Surely the other argument in favour of using a certain amount of contextual plainsong is that the stark contrast heightens the effect of the polyphony. Personally I’m rather puzzled as to why there has been this big reaction against any form of reconstruction.

CARWOOD: It may have some connection with the reaction against “authenticity”, which has also become a dirty word. I have to say I don’t like it at all. I think with both reconstruction and authenticity, we’re just shying away from the idea that something is right or wrong.

But we’ve now surely reached a point in early music where there are few prepared to be that dogmatic about what is “wrong” or “right”?

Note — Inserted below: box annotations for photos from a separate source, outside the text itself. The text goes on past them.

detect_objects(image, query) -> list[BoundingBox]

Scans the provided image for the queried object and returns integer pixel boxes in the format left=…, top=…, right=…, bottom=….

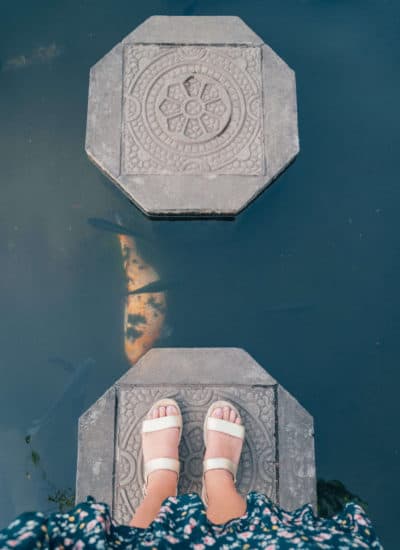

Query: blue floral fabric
left=0, top=492, right=382, bottom=550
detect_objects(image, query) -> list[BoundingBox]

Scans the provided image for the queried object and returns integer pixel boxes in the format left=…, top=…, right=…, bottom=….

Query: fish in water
left=128, top=279, right=178, bottom=296
left=26, top=357, right=95, bottom=436
left=118, top=234, right=167, bottom=365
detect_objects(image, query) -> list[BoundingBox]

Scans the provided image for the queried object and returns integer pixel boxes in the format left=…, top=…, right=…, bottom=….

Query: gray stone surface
left=77, top=348, right=316, bottom=523
left=86, top=16, right=299, bottom=216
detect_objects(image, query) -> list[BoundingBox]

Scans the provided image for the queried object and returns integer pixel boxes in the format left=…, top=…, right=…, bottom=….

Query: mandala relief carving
left=114, top=386, right=276, bottom=523
left=121, top=45, right=265, bottom=175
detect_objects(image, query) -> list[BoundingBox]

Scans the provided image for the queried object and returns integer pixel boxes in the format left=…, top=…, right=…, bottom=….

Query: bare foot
left=142, top=405, right=179, bottom=498
left=204, top=407, right=243, bottom=500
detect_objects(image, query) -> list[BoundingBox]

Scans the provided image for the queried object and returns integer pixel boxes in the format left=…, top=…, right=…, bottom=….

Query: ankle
left=147, top=470, right=178, bottom=502
left=205, top=470, right=237, bottom=500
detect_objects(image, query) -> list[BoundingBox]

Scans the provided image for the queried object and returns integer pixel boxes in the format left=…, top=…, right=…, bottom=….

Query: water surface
left=0, top=0, right=400, bottom=548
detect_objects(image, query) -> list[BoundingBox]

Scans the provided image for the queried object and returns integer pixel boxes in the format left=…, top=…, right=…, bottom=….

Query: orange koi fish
left=118, top=234, right=167, bottom=365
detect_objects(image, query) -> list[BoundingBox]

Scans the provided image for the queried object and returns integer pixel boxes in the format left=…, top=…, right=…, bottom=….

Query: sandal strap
left=203, top=457, right=238, bottom=482
left=142, top=414, right=182, bottom=433
left=144, top=458, right=180, bottom=485
left=207, top=416, right=244, bottom=439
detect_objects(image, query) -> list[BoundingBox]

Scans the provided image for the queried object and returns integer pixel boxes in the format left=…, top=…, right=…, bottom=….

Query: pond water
left=0, top=0, right=400, bottom=548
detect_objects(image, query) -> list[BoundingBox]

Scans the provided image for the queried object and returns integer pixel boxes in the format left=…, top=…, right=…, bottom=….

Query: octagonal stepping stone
left=86, top=16, right=299, bottom=216
left=76, top=348, right=316, bottom=523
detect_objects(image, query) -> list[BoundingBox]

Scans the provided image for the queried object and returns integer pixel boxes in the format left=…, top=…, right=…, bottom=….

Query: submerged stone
left=76, top=348, right=316, bottom=523
left=86, top=16, right=299, bottom=216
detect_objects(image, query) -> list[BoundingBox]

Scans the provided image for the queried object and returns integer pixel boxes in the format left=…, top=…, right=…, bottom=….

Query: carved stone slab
left=114, top=386, right=276, bottom=523
left=76, top=348, right=316, bottom=523
left=86, top=16, right=299, bottom=216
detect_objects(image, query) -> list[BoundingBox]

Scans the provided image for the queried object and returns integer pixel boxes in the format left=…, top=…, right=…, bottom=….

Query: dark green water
left=0, top=0, right=400, bottom=548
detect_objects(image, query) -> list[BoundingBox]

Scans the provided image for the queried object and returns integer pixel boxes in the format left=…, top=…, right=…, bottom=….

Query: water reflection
left=118, top=234, right=167, bottom=365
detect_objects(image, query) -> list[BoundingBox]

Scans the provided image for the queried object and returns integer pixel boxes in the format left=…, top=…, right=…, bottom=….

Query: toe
left=212, top=407, right=223, bottom=418
left=166, top=405, right=178, bottom=416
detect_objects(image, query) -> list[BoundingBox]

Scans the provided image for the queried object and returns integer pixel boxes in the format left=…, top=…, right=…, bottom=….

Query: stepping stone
left=76, top=348, right=316, bottom=523
left=86, top=16, right=299, bottom=217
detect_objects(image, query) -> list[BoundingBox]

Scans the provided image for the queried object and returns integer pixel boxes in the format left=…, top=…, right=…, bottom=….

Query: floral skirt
left=0, top=492, right=382, bottom=550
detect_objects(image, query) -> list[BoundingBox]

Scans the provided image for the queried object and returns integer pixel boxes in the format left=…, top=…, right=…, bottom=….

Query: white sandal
left=142, top=398, right=182, bottom=496
left=201, top=401, right=245, bottom=506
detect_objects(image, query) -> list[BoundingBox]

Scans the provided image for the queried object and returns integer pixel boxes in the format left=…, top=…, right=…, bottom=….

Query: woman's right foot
left=204, top=406, right=243, bottom=502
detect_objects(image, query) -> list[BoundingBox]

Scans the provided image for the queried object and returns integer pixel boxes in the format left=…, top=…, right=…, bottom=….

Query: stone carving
left=113, top=386, right=277, bottom=523
left=121, top=44, right=265, bottom=175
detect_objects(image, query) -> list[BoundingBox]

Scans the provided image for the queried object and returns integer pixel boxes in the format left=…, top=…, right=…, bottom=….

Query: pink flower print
left=86, top=519, right=97, bottom=531
left=18, top=531, right=34, bottom=540
left=165, top=535, right=179, bottom=544
left=354, top=514, right=367, bottom=525
left=238, top=531, right=253, bottom=540
left=279, top=531, right=294, bottom=539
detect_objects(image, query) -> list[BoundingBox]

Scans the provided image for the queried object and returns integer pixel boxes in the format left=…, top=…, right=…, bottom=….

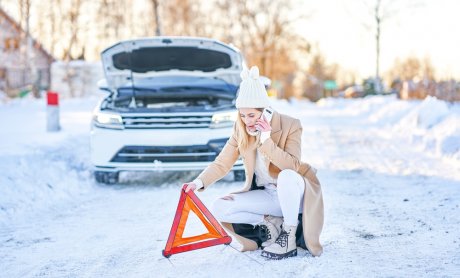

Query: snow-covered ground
left=0, top=94, right=460, bottom=277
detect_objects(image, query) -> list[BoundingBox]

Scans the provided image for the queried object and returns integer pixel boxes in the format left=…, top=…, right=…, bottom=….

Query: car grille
left=122, top=113, right=212, bottom=129
left=111, top=145, right=217, bottom=163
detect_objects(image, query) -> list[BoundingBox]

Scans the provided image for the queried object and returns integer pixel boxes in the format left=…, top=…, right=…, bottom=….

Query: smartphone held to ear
left=256, top=107, right=273, bottom=131
left=262, top=107, right=273, bottom=123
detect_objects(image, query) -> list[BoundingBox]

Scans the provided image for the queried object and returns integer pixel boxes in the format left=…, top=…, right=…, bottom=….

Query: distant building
left=0, top=7, right=54, bottom=96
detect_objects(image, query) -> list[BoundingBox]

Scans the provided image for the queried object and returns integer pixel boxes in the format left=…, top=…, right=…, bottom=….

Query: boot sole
left=261, top=248, right=297, bottom=260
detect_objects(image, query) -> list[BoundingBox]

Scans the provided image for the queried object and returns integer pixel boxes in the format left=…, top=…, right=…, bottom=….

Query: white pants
left=211, top=170, right=305, bottom=226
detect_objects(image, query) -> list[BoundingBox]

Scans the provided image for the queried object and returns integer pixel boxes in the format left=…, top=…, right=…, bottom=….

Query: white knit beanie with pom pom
left=235, top=66, right=270, bottom=108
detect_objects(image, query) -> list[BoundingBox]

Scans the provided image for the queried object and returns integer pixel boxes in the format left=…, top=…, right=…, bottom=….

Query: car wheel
left=94, top=171, right=118, bottom=184
left=233, top=170, right=246, bottom=181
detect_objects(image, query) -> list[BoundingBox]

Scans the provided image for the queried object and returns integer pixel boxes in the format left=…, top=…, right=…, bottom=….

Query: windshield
left=113, top=47, right=232, bottom=73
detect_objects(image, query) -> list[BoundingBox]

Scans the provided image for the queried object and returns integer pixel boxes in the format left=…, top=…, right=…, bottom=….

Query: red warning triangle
left=163, top=185, right=232, bottom=257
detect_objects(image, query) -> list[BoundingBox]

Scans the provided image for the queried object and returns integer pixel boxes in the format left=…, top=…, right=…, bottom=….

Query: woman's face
left=239, top=108, right=262, bottom=132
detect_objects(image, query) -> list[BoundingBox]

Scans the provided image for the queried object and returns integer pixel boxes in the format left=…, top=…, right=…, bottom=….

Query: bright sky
left=300, top=0, right=460, bottom=79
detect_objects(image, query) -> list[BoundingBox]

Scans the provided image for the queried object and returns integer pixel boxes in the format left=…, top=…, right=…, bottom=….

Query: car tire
left=233, top=170, right=246, bottom=181
left=94, top=171, right=118, bottom=184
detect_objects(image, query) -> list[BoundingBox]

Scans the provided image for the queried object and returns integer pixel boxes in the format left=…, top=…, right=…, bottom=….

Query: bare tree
left=346, top=0, right=421, bottom=93
left=212, top=0, right=309, bottom=97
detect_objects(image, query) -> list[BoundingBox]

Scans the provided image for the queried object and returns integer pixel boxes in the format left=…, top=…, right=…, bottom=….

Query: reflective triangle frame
left=162, top=185, right=232, bottom=258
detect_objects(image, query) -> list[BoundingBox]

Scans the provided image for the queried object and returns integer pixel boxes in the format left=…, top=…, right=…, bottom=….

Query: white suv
left=91, top=37, right=246, bottom=183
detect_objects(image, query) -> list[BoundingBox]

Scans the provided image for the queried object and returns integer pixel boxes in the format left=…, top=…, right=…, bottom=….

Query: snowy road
left=0, top=95, right=460, bottom=277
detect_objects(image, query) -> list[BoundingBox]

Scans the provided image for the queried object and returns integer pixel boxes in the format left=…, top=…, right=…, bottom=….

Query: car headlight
left=210, top=110, right=238, bottom=128
left=93, top=112, right=124, bottom=129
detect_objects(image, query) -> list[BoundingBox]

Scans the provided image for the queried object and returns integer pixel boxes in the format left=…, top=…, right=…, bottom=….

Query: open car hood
left=101, top=37, right=245, bottom=91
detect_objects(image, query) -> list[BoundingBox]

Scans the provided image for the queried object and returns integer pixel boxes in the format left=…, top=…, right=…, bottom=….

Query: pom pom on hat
left=236, top=66, right=270, bottom=108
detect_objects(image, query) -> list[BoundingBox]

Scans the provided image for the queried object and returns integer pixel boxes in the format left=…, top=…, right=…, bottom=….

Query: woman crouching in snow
left=185, top=67, right=323, bottom=259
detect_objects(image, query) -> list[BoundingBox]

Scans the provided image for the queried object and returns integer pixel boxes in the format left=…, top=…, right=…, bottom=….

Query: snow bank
left=395, top=96, right=460, bottom=161
left=310, top=96, right=460, bottom=162
left=0, top=97, right=98, bottom=226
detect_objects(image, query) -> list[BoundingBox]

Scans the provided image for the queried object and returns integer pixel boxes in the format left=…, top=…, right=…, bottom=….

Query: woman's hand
left=256, top=115, right=272, bottom=132
left=183, top=182, right=196, bottom=193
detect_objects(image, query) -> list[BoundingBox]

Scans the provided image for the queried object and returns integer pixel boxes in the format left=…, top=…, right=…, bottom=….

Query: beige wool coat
left=198, top=112, right=324, bottom=256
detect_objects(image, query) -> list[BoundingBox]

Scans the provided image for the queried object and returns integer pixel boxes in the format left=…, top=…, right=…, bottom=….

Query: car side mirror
left=97, top=78, right=112, bottom=93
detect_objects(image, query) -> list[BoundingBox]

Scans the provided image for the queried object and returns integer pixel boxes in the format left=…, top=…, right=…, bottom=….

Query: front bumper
left=90, top=126, right=244, bottom=172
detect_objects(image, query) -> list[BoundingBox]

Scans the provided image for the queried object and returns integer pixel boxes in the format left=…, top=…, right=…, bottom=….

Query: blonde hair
left=236, top=108, right=264, bottom=150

CARWOOD: I hope so, but I think in presentation things can sometimes appear that way. I don’t think its “wrong” to perform a mass end-to-end or that you must have a liturgical reconstruction all the time. But there is an important element to it and people ignore it at their peril.

Let’s move on to talk about your recordings. Until very recently they have concentrated on series. The first was that devoted to Nicholas Ludford, a bold move at the time because people were just not doing Ludford. How did you come to devote so much time to him?

SKINNER: Ludford was actually Andrew’s idea. We were looking for a composer who was unusual and hadn’t been previously recorded. At the time I was working on the two English choir books, Caius and Lambeth which contained music by both Ludford and Fayrfax. I very badly wanted to do Fayrfax, but since Harry Christophers was about to do a Fayrfax series (which in the event never materialised), we decided on Ludford. There were four complete masses, so logically four volumes. Whether, in retrospect, we were commercially wise to do them end-to-end without recording other things in the middle is a debatable point, but at that time Ludford’s biography was coming to light, so we could now reconstruct the man’s life. I suppose musically that’s not that important, but it meant we could put flesh on his bones. But after that Fayrfax was the next logical step, and that led naturally through the Caius and Lambeth songbooks to the discovery of the Fitzalan Chapel at Arundel, which has connections with William Byrd. So these things are all tied together. The Byrd project is our first real departure into something quite major and marks the start of a new era in which we’re trying to do things differently. The disc of music associated with All Soul’s College, Oxford [ASV CDGAU 196] marks something of a departure, because I think you can only record so much English polyphony the way we’ve been doing it.